I attended the Rhode Island School of Design intending to study painting and or illustration but instead declared Light Metals as my major at the end of freshman foundation, something I knew very little about. The difficulty of mastering the technical aspects of metalsmithing before being able to realize design was intriguing and the process was both frustrating and rewarding. In an attempt to add more color I experimented extensively in enameling. Many of my electives were taken in the glass department. I had some stained glass experience from high school which I was keen to expand on. Then I discovered the energy and immediacy of blowing glass and it opened
my world. It was amazing to just be around and witness the hot shop, I loved the scene. The popularity of glass as an art form was skyrocketing due in no small part to Dale Chihuly who was then the head of the Glass Dept and one of my professors. It was an exciting time, spending days working on metalsmithing and evenings in the glass department.

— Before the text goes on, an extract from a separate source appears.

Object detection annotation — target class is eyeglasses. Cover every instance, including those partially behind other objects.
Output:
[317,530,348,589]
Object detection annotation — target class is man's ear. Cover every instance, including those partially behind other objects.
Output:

In the summer of my junior year, I took a job teaching jewelry making at a summer camp in the western mountains of Maine. I fell in love with the state and resolved to live here. I took a job as a goldsmith/designer with Camden Jewelry Co. the fall after graduation in 1984. My husband and I own and run it to this day. My passion is working on high
karat gold pieces and gemstones.
Over the years I have gone back to painting dabbling at times, but it wasn’t until a few years ago that a serious desire developed and now I’m becoming obsessed. I enjoy being outside in every season, walking, hiking, biking, skiing, swimming, paddling, and climbing in this incredibly beautiful state. My outdoor activities are enhanced now by the search and study of light, color, and composition. I work from photos and the memory and emotions from my journeys often rushing home to capture something before the mental image and feeling fade.
I live in Lincolnville on a few acres surrounded by woods where I enjoy gardening and raising fowl. I have two grown sons; one a musician and goldsmith, the other a college student, avid outdoorsman, and a chair maker at Windsor Chairmakers.